Como mi espejo y mi madre y toda mi familia lo atestiguan , es fácil reconocer a un insomne: esas ojeras de mapache enclenque, el labio inferior caído (cual Angelina Jolie entrada en senectud). Basta observar su expresión: parece un montón de nieve de Holanda sabor M&M's a medio derretir, y si se pudiera introducir a su cabeza, sus pensamientos se antojan dispersos.
El insomnio es traidor, la cama parece tentadora y deliciosa, la computadora parece un sushi con salmón. Uno se acurruca en ella, dichosamente cómodo, y todo empieza pareciendo que todo estaría mejor en otra almohada.

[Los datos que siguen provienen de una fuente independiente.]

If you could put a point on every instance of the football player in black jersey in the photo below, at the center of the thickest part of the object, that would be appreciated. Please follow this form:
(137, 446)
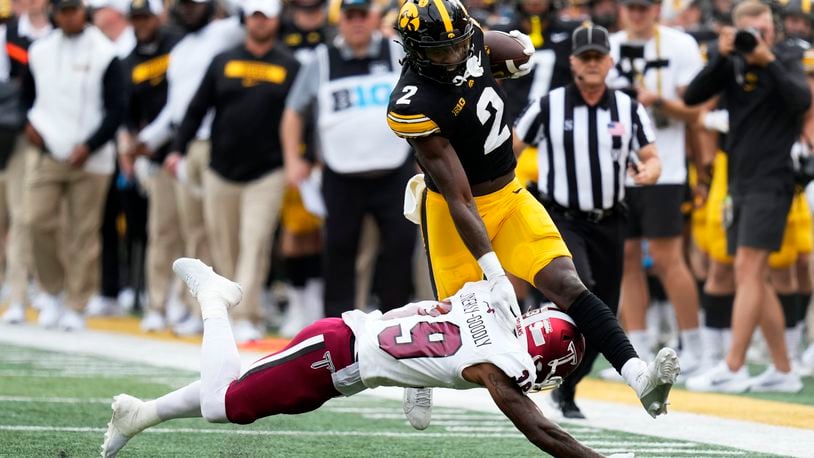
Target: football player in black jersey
(475, 215)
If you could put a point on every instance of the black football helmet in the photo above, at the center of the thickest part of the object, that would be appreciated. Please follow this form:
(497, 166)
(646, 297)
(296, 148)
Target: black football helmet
(437, 37)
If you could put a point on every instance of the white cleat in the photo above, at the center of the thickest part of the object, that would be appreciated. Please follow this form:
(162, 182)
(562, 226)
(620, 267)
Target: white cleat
(417, 406)
(130, 417)
(153, 321)
(774, 381)
(71, 321)
(610, 375)
(721, 379)
(203, 282)
(192, 326)
(655, 382)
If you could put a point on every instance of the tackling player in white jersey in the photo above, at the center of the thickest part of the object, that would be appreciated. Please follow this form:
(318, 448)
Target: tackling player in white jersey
(458, 343)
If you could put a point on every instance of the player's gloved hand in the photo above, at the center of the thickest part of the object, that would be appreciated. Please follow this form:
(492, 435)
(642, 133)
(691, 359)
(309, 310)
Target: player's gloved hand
(528, 49)
(501, 288)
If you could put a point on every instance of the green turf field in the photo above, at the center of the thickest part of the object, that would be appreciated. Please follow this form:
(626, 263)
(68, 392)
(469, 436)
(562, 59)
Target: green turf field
(57, 405)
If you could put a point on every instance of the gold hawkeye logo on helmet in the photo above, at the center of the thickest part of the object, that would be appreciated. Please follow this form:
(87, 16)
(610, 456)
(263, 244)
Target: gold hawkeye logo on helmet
(408, 17)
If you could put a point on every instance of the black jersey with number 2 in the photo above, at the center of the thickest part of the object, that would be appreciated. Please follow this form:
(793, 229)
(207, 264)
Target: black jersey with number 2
(471, 116)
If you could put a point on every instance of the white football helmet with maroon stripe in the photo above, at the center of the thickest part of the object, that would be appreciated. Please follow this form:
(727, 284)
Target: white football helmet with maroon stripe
(554, 343)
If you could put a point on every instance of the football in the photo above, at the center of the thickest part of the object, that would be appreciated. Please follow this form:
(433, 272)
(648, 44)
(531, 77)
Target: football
(505, 53)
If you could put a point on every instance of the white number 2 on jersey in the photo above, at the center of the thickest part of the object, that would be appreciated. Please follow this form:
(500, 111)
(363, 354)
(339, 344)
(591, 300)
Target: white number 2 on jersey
(499, 132)
(409, 92)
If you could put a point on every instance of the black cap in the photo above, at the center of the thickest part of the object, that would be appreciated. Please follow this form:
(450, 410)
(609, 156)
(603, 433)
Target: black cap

Porque hoy SÍ, hoy sí decidí dormir temprano.
Sobreviene el pánico y la mente se persigue a sí misma. Y las inquietudes ¿le di la cena a mi gato? ¿desconecté el regulador? ¿huele a quemado? ¿quien se quedará mis barbies cuando muera?
Tal vez las preguntas extravagantes funcionen: ¿me aprendí los 10 mandamientos en el catecismo? sé que no debemos matar al prójimo, vamos bien. ¿Debo comer, quizás?
Voy a la cocina, y queda una quesadilla de las 8 que cené, ¡Ah! tal vez la gula es un mandamiento del señor.
De nuevo en la cama, me asalta de nuevo la hipocondría, ¿no será ese dolor de estómago un síntoma de tuberculosis?, la una de la madrugada, las dos, las tres, me tomaré mi pastilla para las lombrices.
Duermo a intervalos, ¿en qué sílaba se acentúa mandrágora?, ¿cuál es el origen de la palabra médula? ¿quién descubrió el fémur de Juan?
Milagrosamente regreso a mi mundo de flores de girasol en una pradera en el desierto, pienso que Arjona tal vez ya habló de eso en alguna canción. Y de repente suena el despertador de mi celular Nokia del año del caldo, de caldo de pollo viejito.